As blog readers digest the implications of this article, I can't help but think of common misconceptions some assessment professionals hold regarding the interpetation of test-retest reliability statistics. Reflect on the following quote (from the WJ-R technical manual - the McArdle and Woodcock discussion of the SEM-based test-retest study reported in that manual) when digesting the gist of this article.
- "A test does not change from one time to another; people do. There may be considerable change on some traits, but relatively little on others. Test-retest studies evaluate the tendency for change in people, not some aspect of test quality. A test that does not reflect such changes in human traits would be an insenstive measure of those traits. For example, an adult person's height is a very stable characteristic and the repeated measurement of a person's height will produce almost identical results. On the other other, an individual's weight is much more likely to fluctuate and the reason for weighing oneself daily or weekly is to track these changes. The bathroom scale is not condemned as unreliable because it reports different weights for the same individual on different occassions (it is condemned fo being too accurate!). The important point derived from the height and weight example is that, given good reliable measurements at different times, we should expect little or no change in some traits while expecting much fluctuation in others" (McGrew, Werder & Woodcock, 1991, p. 99)
Coyle, T. (in press). Test–retest changes on scholastic aptitude tests are not related to g. Intelligence.
Abstract
- This research examined the relation between test–retest changes on scholastic aptitude tests and g-loaded cognitive measures (viz., college grade-point average, Wonderlic Personnel Test, and word recall). University students who had twice taken a scholastic aptitude test (viz., Scholastic Assessment Test or American College Testing Program Assessment) during high school were recruited. The aptitude test raw scores and change scores were correlated with the g-loaded cognitive measures in two studies. The aptitude test change scores (which were mostly gains) were not significantly related to the cognitive measures, whereas the aptitude test raw scores were significantly related to those measures. Principal components analysis indicated that the aptitude test change scores had the lowest loading on the g factor, whereas the aptitude test raw scores and the cognitive measures had relatively high loadings on the g factor. These findings support the position that test–retest changes on scholastic aptitude tests do not represent changes in g. Further research is needed to determine the non-g variance components that contributed to the observed test–retest changes.
- What might have caused the observed test–retest changes, which were mostly gains? Some possibilities include practice effects, which refer to test–retest increases after repeated exposure to the test items; coaching effects, which refer to test–retest increases after being taught test-specific strategies; and regression effects, which refer to test–retest increases (or decreases) after an unusually low (or high) test score on the first testing attempt. Test–retest changes due to these effects are generally not g loaded (see Jensen, 1998, pp. 314–344). In particular, practice and coaching effects are typically welded to a specific cognitive test and do not transfer beyond that test.

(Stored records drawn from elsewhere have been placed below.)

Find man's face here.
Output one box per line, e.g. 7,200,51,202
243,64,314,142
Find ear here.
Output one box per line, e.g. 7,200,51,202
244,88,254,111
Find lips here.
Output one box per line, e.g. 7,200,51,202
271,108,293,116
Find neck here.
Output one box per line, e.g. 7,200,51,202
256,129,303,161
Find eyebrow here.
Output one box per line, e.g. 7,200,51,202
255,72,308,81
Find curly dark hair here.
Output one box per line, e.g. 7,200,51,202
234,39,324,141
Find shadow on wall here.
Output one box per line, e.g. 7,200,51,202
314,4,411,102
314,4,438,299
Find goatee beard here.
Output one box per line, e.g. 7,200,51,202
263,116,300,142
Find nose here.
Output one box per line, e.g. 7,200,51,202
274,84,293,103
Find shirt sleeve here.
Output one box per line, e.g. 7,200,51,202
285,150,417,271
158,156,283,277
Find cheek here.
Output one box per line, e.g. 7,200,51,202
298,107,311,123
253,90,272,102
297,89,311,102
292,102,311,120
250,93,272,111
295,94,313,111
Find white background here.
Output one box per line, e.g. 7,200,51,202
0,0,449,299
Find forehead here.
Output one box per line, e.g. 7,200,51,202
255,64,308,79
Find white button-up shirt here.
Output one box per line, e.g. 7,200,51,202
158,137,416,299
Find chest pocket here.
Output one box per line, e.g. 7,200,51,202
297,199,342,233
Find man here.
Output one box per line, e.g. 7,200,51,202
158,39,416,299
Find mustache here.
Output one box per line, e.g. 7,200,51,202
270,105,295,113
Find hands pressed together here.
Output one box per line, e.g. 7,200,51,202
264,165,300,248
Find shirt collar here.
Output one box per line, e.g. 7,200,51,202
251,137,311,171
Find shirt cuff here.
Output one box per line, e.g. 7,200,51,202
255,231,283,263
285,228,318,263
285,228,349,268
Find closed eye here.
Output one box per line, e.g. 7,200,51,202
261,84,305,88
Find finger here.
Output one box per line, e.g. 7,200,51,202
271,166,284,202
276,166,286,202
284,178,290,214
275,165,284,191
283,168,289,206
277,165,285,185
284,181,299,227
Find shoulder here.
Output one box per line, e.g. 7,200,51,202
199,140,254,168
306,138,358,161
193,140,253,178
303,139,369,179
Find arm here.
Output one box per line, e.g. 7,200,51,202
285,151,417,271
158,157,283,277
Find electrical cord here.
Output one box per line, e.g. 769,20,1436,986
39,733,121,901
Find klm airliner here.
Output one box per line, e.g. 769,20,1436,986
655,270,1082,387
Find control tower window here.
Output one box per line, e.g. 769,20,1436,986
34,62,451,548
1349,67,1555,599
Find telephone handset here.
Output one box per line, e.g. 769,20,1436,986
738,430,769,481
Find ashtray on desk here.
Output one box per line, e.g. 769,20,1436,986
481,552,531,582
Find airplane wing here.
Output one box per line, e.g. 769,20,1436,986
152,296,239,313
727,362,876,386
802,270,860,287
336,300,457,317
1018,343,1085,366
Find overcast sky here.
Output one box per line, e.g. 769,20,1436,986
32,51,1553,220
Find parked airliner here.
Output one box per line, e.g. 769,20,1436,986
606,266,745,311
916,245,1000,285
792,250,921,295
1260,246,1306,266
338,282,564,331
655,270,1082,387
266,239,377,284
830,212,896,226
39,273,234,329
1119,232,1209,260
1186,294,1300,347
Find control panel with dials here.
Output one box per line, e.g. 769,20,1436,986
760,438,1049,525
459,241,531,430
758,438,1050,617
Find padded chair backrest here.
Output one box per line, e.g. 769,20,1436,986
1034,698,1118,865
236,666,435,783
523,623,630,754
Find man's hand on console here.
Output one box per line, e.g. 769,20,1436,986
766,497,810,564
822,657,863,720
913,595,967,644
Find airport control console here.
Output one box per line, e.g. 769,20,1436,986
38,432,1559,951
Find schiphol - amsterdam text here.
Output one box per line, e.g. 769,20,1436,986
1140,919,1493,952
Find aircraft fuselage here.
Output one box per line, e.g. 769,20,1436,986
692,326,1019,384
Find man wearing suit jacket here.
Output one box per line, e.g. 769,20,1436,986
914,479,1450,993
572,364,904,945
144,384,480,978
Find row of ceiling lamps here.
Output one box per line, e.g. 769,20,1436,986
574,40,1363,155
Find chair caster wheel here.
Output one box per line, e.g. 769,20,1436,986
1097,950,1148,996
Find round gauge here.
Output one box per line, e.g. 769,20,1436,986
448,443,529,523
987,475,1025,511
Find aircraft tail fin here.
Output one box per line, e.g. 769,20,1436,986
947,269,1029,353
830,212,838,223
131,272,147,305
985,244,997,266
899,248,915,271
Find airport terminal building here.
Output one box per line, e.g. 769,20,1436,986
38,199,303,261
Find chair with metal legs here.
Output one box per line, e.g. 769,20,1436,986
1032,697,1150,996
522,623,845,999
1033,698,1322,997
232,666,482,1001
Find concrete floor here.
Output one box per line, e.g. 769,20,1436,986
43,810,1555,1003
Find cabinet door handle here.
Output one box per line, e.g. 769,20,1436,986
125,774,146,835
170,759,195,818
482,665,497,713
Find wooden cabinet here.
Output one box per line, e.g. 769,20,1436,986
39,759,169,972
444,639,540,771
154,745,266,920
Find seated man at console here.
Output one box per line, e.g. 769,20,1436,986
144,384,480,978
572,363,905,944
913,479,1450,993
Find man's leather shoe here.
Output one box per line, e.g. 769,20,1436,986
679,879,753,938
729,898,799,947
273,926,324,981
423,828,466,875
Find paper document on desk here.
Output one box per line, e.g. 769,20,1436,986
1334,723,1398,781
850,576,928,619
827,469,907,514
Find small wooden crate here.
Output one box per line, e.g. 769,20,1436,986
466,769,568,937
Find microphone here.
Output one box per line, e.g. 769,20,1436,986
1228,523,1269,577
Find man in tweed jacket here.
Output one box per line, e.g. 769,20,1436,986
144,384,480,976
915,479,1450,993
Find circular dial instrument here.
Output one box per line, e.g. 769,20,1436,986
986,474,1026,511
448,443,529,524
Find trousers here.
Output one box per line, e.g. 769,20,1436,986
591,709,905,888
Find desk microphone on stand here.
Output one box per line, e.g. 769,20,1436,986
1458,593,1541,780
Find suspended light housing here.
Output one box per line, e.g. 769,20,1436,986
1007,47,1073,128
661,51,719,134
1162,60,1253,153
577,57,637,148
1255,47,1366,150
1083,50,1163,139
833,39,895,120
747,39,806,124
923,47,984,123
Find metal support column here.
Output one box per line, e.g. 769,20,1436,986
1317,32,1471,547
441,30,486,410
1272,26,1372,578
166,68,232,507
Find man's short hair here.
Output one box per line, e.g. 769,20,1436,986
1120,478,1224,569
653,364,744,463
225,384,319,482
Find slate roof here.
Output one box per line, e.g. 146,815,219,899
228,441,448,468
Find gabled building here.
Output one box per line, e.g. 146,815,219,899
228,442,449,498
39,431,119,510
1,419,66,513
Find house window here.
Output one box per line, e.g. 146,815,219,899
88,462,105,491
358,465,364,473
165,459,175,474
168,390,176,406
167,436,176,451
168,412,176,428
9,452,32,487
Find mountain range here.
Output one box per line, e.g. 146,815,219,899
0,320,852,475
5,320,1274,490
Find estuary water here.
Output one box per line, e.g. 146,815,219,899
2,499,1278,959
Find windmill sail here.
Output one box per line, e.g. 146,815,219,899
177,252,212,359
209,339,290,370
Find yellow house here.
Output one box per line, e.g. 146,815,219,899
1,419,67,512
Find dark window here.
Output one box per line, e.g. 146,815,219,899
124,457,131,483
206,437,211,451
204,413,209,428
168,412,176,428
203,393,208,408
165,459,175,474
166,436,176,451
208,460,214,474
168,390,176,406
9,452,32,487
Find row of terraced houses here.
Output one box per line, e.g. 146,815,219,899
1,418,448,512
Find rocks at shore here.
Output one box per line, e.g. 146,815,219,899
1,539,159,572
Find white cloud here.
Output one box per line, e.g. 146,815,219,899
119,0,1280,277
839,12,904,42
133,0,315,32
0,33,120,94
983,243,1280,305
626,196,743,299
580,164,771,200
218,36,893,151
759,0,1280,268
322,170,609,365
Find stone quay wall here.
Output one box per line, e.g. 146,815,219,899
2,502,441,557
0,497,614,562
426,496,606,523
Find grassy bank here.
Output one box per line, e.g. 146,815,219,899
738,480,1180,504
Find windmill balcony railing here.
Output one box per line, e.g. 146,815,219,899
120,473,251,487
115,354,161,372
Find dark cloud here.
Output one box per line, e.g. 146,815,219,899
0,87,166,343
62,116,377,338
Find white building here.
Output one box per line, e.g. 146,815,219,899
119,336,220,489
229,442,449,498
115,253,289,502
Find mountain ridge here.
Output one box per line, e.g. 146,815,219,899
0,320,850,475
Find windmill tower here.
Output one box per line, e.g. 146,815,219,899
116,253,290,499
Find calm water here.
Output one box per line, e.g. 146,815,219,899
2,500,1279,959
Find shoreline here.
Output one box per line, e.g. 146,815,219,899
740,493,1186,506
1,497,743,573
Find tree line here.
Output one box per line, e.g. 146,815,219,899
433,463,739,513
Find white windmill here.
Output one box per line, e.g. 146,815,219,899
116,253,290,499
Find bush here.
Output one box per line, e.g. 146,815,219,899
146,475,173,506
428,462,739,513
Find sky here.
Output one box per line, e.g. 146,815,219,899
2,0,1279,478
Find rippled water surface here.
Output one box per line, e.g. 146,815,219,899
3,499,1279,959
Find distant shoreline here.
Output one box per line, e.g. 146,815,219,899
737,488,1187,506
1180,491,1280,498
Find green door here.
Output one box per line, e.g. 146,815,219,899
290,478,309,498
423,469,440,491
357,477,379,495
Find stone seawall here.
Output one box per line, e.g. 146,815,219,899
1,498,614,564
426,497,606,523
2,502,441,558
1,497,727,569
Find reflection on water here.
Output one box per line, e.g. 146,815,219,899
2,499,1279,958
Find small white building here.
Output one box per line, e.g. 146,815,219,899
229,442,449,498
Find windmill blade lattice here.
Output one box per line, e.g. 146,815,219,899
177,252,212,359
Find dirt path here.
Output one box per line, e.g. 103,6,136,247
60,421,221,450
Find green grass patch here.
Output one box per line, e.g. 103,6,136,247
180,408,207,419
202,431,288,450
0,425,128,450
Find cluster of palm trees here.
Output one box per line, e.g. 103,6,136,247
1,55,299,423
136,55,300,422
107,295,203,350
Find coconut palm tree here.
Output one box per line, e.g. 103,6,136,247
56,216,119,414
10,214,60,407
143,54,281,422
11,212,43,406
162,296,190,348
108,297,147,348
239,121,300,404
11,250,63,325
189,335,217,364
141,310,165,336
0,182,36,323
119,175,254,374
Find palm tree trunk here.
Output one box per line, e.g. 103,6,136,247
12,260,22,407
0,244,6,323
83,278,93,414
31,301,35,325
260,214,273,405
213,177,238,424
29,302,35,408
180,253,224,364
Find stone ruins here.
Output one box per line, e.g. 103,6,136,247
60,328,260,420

Similarly, regression effects are typically an anomaly of recruiting participants who have unusually low (or high) test scores on the first testing attempt. Whatever the causes of test–retest changes, spontaneous or random fluctuations in test scores could not explain the test–retest changes observed in the present study. If th observed test–retest changes had been random, then the distribution (and magnitude) of gains and losses in test scores should have been equivalent or nearly so. But this was not the case: More participants showed gains than losses, and the average gain score was larger in (absolute) magnitude than the average loss score.
- The findings of the current research are consistent with prior research indicating that test–retest changes on cognitive tests are not related to g (Jensen, 1998, pp. 314–344). In particular, the aptitude test change scores did not predict the g-loaded cognitive measures and did not load highly on the g factor. In contrast, the aptitude test raw scores did (significantly) predict the cognitive measures and did load highly on the g factor. Together, these findings support the position that test–retest changes on scholastic aptitude tests (viz., SAT and ACT) do not represent changes in g. Further research is needed to determine the non-g variance components that contributed to the observed test–retest changes.